# Ist die maxPDUlength immer korrekt ?



## bqstony (9 Juni 2009)

Hallo erstmal

Ich wollte mal fragen ob das Ergebniss welches man aus MaxPduLength erhält immer korrekt ist?

Ich verwende moment eine IM151-8 über TCP. 
Nun erhalte ich die PDU Länge von 240. Wen ich nun experimentel versuche daten auszulesen mit der Länge 240 bis 141 erhalte ich den Fehler:  
the desired address is beyond limit for this PLC

Lese ich jedoch nur 140 Bytes aus, Stimmt alles wieder. 

Kann es sein das die PDU grösse falsch ausgelesen wird? Bzw was könnte ich tun um den Wert zu ändern?

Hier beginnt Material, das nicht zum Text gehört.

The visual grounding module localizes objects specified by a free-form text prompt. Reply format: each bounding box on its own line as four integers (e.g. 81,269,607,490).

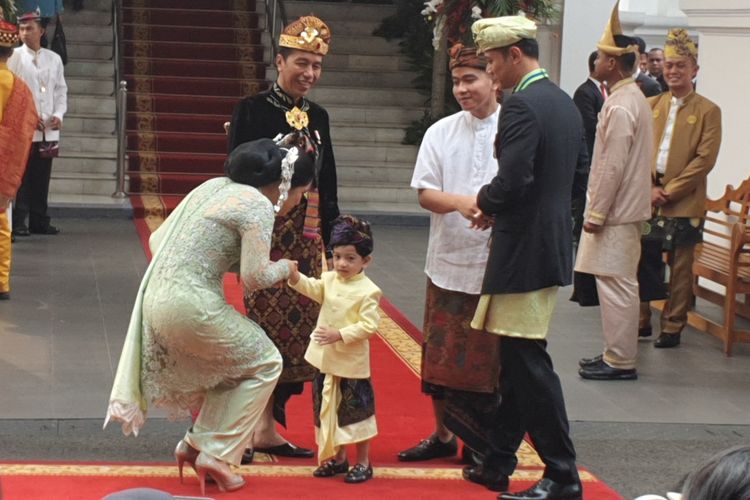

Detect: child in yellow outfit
289,216,382,483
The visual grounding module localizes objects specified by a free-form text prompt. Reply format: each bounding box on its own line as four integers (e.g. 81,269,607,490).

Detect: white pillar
560,0,615,96
680,0,750,198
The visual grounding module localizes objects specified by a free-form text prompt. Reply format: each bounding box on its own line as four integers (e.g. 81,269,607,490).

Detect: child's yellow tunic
290,271,382,463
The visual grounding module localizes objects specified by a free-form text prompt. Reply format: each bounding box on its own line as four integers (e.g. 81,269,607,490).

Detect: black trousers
13,142,52,231
484,336,579,484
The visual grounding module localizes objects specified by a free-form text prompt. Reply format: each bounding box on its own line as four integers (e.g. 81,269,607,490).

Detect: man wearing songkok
398,44,500,461
8,9,68,236
639,28,721,347
633,36,661,97
464,12,588,500
575,2,653,380
573,50,607,244
0,2,38,300
229,16,339,462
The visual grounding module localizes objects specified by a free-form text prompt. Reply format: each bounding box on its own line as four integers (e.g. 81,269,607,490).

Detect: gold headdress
596,0,638,56
448,43,487,70
471,16,536,54
0,0,18,47
664,28,698,59
279,16,331,56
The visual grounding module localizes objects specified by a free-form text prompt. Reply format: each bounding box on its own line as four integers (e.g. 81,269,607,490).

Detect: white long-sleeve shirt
8,45,68,142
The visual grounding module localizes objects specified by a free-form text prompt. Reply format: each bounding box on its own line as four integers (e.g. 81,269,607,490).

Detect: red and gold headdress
0,0,18,47
279,16,331,56
448,43,487,71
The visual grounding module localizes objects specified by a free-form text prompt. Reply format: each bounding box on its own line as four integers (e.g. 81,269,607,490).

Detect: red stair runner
122,0,267,218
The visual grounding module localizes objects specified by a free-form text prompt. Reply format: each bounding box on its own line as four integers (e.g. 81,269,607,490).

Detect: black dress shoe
29,225,60,235
578,354,604,368
313,459,349,477
344,464,372,484
578,359,638,380
240,448,255,465
654,332,680,348
461,444,484,465
255,443,315,458
462,465,510,491
398,435,458,462
497,477,583,500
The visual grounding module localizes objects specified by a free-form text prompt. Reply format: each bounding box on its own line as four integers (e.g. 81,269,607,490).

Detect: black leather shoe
654,332,680,349
578,359,638,380
497,477,583,500
255,443,315,458
578,354,603,368
313,459,349,477
398,435,458,462
344,464,372,484
462,465,510,491
240,448,255,465
30,226,60,235
638,326,654,339
461,444,484,465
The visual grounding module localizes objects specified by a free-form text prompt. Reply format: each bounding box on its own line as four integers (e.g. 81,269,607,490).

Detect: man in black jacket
464,16,588,500
572,50,607,244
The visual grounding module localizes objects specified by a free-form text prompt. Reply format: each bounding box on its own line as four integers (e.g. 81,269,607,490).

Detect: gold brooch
286,106,310,130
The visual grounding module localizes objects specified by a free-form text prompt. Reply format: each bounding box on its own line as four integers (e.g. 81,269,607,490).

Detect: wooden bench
688,178,750,356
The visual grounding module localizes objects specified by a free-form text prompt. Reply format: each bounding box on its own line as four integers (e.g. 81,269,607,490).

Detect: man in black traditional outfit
229,16,339,461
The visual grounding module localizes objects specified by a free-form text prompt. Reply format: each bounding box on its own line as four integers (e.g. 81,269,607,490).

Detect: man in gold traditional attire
0,3,37,300
639,28,721,348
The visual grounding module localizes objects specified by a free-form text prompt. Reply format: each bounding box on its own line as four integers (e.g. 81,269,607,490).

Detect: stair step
65,75,115,98
65,25,114,44
53,151,117,175
338,182,418,205
336,163,414,185
318,68,414,90
50,169,116,195
284,0,396,21
68,95,116,117
62,9,112,25
325,103,428,125
60,133,117,155
310,86,427,107
331,121,404,145
333,142,418,165
64,113,116,135
322,53,414,71
339,200,430,217
65,58,115,79
66,41,114,60
123,7,265,28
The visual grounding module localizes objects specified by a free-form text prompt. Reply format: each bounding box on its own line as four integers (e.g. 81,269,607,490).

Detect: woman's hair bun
224,139,282,187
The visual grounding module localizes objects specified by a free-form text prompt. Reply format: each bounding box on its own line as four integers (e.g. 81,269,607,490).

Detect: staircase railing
112,0,128,198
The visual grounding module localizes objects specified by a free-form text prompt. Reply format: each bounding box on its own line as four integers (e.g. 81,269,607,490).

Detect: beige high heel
174,440,199,483
195,452,245,496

Wäre für eure Hilfe dankbar, da ich die Aufsplittung des lesens / Schreibens über die PDU grösse handeln wollte.

MFG Michael


----------



## Human (9 Juni 2009)

Ich kann mich jetzt mal nur auf eine Quelle (die NoDaveComponent, die im libnodave-Pakte enthalten ist) und auf meine Vermutungen stützen:

In der NoDaveComponent gibt es eine Funktion die heißt GetMaxPDUData, in dieser werden 24 von der in libnodave erhaltenen Länge abgezogen, ich denke, dass das die Headerdaten also was die SPS genau mit dem was sie bekommen hat anstellen soll.


----------



## bqstony (9 Juni 2009)

Wen ich daveWriteManyBytes aus nodave.c anschaue. Zieht er hier sogar 28 Bytes ab....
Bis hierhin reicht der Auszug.